ЯМПОЛЬСКИЙ: Мне кажется, что, когда человек выбирает себе вообще любую свободную профессию, есть такое понятие "свободная профессия", он выбирает не только профессию, но и свободу.
ТИХОМИРОВ: Да.
ЯМПОЛЬСКИЙ: А свобода – это значит, что ты никому ничего не должен, но и тебе тоже никто ничего не должен, вот тогда свобода.
ТИХОМИРОВ: Классно! Интересно, с женой у вас такие же взаимоотношения и в семье?
ЯМПОЛЬСКИЙ: Я с женой не выбирал свободу.

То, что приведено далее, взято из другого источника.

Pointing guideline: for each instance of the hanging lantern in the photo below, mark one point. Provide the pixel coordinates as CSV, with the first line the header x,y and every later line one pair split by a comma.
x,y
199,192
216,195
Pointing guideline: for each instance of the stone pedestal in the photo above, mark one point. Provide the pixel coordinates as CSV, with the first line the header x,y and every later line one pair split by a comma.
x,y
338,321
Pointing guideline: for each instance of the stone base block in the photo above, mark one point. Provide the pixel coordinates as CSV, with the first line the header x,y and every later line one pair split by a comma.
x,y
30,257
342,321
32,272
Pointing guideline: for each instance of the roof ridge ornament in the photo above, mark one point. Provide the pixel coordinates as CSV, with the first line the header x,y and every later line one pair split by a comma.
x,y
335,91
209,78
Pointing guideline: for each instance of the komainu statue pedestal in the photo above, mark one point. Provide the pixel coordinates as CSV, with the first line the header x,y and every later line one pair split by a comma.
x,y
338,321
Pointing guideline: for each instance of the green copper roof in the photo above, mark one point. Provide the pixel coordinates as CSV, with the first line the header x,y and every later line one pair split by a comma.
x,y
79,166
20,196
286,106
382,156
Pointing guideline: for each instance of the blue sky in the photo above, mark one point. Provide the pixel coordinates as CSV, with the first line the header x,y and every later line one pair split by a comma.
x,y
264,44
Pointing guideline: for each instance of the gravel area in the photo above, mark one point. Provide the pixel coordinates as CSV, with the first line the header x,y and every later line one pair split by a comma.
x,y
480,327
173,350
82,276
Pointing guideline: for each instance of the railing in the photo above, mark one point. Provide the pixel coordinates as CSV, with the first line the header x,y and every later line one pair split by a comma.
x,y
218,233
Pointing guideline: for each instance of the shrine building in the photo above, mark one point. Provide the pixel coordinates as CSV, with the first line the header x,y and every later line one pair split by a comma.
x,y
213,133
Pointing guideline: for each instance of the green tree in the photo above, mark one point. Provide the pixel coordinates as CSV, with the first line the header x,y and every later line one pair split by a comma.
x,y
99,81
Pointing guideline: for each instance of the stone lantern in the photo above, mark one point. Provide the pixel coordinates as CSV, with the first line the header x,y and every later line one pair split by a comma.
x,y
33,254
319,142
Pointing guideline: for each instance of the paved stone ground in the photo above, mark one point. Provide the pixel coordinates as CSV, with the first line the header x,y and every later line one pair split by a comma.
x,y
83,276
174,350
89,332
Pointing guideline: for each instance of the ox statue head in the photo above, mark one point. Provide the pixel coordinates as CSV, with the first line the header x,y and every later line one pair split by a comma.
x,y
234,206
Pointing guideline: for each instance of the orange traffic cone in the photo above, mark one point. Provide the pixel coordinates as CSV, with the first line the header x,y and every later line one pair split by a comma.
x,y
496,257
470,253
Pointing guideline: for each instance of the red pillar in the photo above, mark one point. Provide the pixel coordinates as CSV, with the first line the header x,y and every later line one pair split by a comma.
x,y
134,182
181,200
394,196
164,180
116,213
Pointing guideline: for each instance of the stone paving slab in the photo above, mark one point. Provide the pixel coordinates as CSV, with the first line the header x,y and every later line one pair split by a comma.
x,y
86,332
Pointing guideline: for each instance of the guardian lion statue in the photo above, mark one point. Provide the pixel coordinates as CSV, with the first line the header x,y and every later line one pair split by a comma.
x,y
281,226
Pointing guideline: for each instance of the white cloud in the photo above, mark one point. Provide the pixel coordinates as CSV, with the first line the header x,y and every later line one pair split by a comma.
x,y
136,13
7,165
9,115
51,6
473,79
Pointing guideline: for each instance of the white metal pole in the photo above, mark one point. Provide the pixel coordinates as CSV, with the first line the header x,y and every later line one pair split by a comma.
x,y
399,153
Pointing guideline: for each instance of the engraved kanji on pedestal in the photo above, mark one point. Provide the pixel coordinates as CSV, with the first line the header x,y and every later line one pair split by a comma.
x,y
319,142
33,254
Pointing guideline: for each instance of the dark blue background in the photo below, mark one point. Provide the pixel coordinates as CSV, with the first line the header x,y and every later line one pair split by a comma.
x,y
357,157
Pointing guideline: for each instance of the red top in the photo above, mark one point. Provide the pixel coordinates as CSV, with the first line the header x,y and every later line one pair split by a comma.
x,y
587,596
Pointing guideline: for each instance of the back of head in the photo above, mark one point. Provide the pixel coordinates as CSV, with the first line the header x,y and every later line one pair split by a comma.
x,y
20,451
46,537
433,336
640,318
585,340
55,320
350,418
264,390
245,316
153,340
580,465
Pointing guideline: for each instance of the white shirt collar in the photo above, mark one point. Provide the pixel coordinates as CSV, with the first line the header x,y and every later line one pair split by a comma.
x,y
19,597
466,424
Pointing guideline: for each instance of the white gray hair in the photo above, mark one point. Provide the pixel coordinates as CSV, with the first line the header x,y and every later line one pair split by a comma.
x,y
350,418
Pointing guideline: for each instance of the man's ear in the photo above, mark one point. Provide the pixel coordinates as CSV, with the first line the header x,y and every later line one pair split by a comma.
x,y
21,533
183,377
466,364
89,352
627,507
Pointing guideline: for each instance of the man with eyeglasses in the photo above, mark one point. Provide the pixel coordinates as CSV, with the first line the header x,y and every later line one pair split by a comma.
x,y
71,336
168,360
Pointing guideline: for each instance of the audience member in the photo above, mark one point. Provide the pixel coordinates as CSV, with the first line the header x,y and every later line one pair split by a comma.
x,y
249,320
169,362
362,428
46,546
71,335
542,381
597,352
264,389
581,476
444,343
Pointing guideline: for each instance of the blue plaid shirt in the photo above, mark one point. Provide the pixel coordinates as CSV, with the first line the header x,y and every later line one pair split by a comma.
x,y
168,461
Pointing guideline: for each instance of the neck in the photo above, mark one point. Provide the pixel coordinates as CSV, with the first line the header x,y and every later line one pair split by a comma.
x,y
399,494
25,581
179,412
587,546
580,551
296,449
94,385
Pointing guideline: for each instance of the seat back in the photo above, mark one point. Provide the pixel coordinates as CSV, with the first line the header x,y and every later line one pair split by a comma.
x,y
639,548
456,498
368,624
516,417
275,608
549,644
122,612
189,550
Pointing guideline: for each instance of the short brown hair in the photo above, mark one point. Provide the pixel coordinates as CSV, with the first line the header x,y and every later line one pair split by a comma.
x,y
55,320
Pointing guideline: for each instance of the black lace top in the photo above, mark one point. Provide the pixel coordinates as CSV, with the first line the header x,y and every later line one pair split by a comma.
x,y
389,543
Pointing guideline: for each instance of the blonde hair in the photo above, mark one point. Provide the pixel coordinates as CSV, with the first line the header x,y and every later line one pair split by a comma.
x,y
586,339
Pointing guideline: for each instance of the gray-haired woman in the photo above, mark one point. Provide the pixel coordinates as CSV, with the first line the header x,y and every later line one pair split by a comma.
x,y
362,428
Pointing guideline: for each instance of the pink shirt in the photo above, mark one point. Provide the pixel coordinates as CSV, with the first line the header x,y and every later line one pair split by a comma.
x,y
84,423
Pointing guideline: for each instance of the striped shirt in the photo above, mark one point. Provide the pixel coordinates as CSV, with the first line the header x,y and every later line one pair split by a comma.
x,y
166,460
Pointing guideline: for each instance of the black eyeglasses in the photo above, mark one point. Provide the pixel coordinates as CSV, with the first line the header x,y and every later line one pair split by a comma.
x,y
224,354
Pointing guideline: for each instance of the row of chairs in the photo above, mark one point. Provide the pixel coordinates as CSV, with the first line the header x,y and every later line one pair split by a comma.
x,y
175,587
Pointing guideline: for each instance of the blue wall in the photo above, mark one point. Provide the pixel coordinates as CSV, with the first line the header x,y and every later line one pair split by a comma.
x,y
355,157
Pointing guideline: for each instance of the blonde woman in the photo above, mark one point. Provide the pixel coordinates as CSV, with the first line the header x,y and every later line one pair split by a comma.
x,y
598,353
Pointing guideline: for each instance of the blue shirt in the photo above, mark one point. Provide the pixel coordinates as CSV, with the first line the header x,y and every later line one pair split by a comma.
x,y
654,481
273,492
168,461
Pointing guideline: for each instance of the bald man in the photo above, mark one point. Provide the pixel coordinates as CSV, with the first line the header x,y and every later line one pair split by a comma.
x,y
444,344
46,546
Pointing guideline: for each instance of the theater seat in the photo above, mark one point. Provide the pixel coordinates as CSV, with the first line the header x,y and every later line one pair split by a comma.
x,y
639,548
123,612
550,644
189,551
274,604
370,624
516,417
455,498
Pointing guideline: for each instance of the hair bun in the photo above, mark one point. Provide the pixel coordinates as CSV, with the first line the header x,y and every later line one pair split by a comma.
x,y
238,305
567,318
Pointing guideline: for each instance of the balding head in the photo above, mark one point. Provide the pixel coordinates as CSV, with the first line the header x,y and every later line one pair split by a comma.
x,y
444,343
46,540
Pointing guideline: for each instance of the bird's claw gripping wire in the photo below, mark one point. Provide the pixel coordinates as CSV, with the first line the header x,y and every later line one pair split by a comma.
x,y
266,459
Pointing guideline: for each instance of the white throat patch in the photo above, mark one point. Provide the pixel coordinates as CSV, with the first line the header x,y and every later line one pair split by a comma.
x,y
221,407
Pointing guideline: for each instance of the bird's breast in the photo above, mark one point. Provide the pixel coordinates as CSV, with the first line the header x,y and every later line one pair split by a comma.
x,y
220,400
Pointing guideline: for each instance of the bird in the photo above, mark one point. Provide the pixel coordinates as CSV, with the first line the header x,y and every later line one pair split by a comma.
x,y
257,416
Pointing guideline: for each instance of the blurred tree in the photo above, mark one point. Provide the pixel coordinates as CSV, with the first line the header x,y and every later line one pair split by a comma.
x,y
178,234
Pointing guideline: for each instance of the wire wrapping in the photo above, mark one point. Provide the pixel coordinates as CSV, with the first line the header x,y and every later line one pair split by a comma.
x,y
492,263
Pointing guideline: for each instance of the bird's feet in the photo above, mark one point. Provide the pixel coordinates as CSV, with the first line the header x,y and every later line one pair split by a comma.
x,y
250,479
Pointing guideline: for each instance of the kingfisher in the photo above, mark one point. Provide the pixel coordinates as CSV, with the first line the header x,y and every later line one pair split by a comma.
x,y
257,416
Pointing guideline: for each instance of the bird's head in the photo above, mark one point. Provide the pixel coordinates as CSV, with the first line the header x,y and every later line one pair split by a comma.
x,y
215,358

ТИХОМИРОВ: Да, вы абсолютно правы. Возвращаясь все-таки к классической музыке, вы понимаете в чем дело, всем понятно, что классические произведения, театральные постановки, музыка действительно облагораживают человека. Но как сделать так, чтобы вот, например, современного...
ЯМПОЛЬСКИЙ: А какого человека?
ТИХОМИРОВ: А любого человека.
ЯМПОЛЬСКИЙ: Который участвует в постановках или который...
ТИХОМИРОВ: Нет, который слушает. Говорят, даже если коровам, например, все время Шестую симфонию, но, правда, не Шостаковича, а Рахманинова ставить, то рано или поздно они начинают давать больше молока.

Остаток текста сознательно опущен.